Pixar, à l'origine de succès comme Toy Story, Finding Nemo et The Incredibles est un des deux grands noms américains du cinéma d'animation conçu par ordinateur, avec Dreamworks (Shrek, Madagascar), racheté en décembre par Paramount Pictures.

Avec ce rachat, «nous épousons la culture unique de Pixar, qui depuis deux décennies a permis l'éclosion de certains des films les plus réussis et innovants de l'histoire», a commenté le p.-d.g. de Disney, Robert Iger, cité dans un communiqué.

«L'ajout de Pixar rehausse de manière significative [la division] Animation de Disney, qui est un moteur de créativité essentiel pour entraîner la croissance de nos activités», a ajouté le p.-d.g., soulignant aussi l'intérêt de bénéficier du savoir-faire de Pixar dans les nouvelles technologies.
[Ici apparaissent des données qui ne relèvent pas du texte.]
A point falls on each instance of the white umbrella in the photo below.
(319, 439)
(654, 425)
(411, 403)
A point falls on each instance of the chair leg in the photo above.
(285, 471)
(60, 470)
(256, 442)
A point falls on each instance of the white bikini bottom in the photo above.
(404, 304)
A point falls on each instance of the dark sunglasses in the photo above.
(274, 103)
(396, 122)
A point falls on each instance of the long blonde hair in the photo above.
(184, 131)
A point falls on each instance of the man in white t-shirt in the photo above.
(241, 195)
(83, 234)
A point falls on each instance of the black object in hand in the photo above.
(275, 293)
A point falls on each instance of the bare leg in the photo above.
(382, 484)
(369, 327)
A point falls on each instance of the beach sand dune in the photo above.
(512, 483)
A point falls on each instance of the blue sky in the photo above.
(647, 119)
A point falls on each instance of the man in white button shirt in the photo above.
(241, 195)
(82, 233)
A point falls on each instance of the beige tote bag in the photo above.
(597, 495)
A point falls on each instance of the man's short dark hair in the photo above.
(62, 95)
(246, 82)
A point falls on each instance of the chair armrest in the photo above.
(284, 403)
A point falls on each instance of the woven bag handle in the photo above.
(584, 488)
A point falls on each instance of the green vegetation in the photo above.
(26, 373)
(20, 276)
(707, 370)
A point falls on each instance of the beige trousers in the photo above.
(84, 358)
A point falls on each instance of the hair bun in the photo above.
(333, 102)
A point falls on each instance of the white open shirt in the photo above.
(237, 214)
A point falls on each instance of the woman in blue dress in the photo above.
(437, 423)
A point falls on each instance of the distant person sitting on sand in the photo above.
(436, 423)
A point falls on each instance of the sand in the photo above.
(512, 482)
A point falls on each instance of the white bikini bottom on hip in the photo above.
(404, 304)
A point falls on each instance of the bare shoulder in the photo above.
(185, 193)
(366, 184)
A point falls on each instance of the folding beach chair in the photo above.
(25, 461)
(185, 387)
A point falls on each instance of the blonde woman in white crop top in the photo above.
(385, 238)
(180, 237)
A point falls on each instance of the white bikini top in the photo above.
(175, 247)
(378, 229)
Dans le dessin animé, sa marque de fabrique historique, Disney avait surtout enchaîné flops et semi-réussites ces dernières années. Le manque de créativité du groupe dans ce domaine avait en bonne partie motivé une violente fronde d'actionnaires contre l'ex-p.-d.g. Michael Eisner il y a deux ans.

L'accord de rachat annoncé hier, qui devrait être finalisé cet été, prévoit que 2,3 actions de Disney seront échangées pour chaque action de Pixar, ajoute le communiqué. Au prix de l'action Disney hier en clôture (25,99 $US), cela revient à offrir près de 60 $US pour chaque titre Pixar, soit une prime par rapport à sa valeur au moment de l'annonce.

Steve Jobs

Dans le cadre de cette fusion, Steve Jobs, p.-d.g. d'Apple mais aussi de Pixar, sera proposé comme administrateur du groupe Disney, un des onze administrateurs indépendants de la direction (sur 14 au total). Les actionnaires de Disney devront valider cette nomination lors de leur prochaine assemblée générale.
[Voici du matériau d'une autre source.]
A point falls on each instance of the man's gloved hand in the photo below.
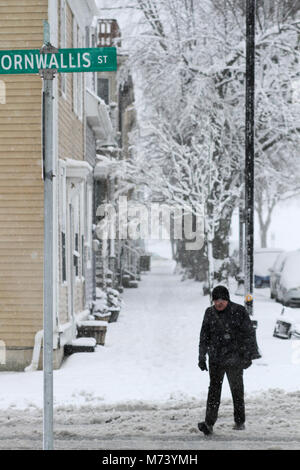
(202, 364)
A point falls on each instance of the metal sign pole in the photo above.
(249, 157)
(48, 175)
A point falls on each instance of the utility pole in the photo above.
(249, 153)
(48, 175)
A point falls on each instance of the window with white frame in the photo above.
(77, 77)
(77, 245)
(63, 40)
(62, 223)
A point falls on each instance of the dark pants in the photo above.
(235, 379)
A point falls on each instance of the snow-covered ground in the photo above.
(143, 389)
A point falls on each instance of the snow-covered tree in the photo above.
(191, 62)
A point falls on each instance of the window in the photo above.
(62, 221)
(63, 40)
(63, 258)
(103, 89)
(77, 77)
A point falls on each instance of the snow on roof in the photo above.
(291, 271)
(264, 259)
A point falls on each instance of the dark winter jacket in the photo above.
(228, 337)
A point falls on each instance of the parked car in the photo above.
(264, 259)
(287, 325)
(275, 272)
(288, 287)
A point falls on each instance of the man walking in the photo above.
(228, 337)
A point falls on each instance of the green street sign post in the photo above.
(48, 61)
(63, 61)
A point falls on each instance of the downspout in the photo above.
(36, 352)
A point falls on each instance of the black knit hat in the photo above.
(220, 292)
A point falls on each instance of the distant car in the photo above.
(287, 325)
(264, 259)
(288, 287)
(275, 272)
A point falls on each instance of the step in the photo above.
(80, 345)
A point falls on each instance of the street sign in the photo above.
(98, 59)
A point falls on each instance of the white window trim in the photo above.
(75, 75)
(63, 43)
(63, 216)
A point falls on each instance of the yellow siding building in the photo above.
(21, 185)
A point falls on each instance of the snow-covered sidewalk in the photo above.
(145, 381)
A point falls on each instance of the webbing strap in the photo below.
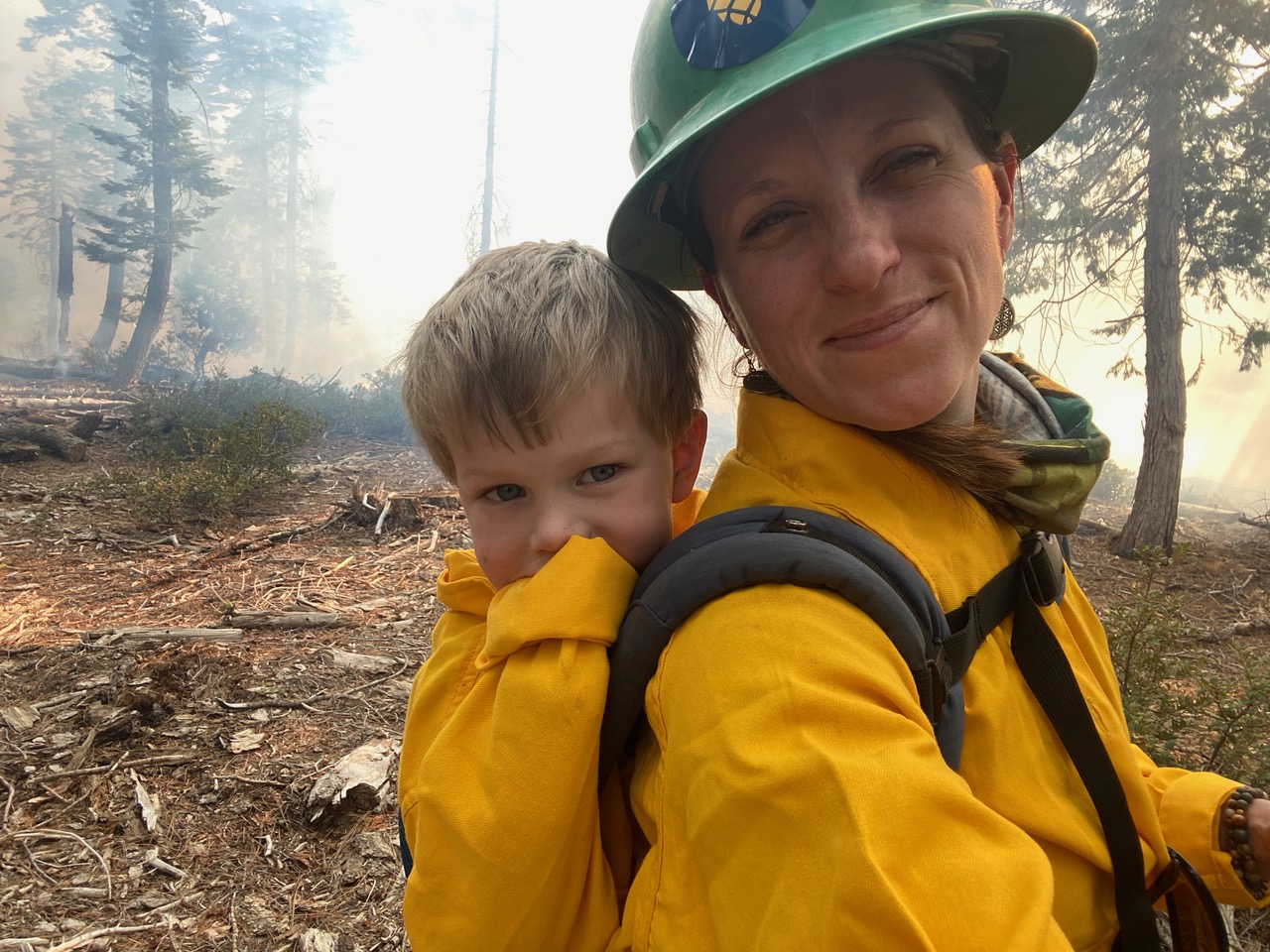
(1053, 683)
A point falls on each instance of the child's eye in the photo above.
(504, 493)
(599, 474)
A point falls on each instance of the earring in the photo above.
(1005, 321)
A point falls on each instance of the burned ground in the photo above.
(168, 702)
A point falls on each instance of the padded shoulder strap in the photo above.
(789, 546)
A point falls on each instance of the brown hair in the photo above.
(969, 456)
(527, 327)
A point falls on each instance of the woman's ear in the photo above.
(1005, 178)
(686, 457)
(711, 287)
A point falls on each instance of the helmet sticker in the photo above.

Disney était lié à Pixar depuis les années 1990 par des accords de coproduction et de distribution. Mais ceux-ci étaient censés prendre fin cette année après la sortie du dernier film de Pixar, Cars, attendu sur les écrans en juin. Les deux groupes avaient annoncé leur divorce en janvier 2004.

Toutefois, le remplacement de Michael Eisner par Robert Iger à la tête de Disney en octobre a facilité la reprise du dialogue avec Steve Jobs. Les deux groupes sont finalement allés au-delà d'un nouvel accord de distribution en décidant une fusion pure et simple.

Steve Jobs est le principal actionnaire de Pixar, avec environ 50,6 % des actions en circulation. Il dispose de droits de vote à hauteur de 40 %, une proportion de l'actionnariat de Pixar qui s'est donc déjà déclarée en faveur du rachat par Disney, est-il précisé.

Cette fusion avait fait l'objet de plusieurs fuites dans la presse américaine ce mois-ci. Le 19 janvier, commentant certaines de ces fuites, William Drewry, analyste de la banque Credit Suisse, avait estimé que ce rapprochement serait «un grand pas pour Disney».

«Pixar deviendrait de fait la division de cinéma d'animation de Disney et cela résoudrait instantanément la priorité numéro un sur la liste de M. Iger», à savoir revitaliser l'animation, avait souligné M. Drewry. Qui dit films à succès dit personnages populaires, que Disney pourra décliner encore à l'avenir, soit sur grand écran sous forme de suite soit en attractions dans ses parcs.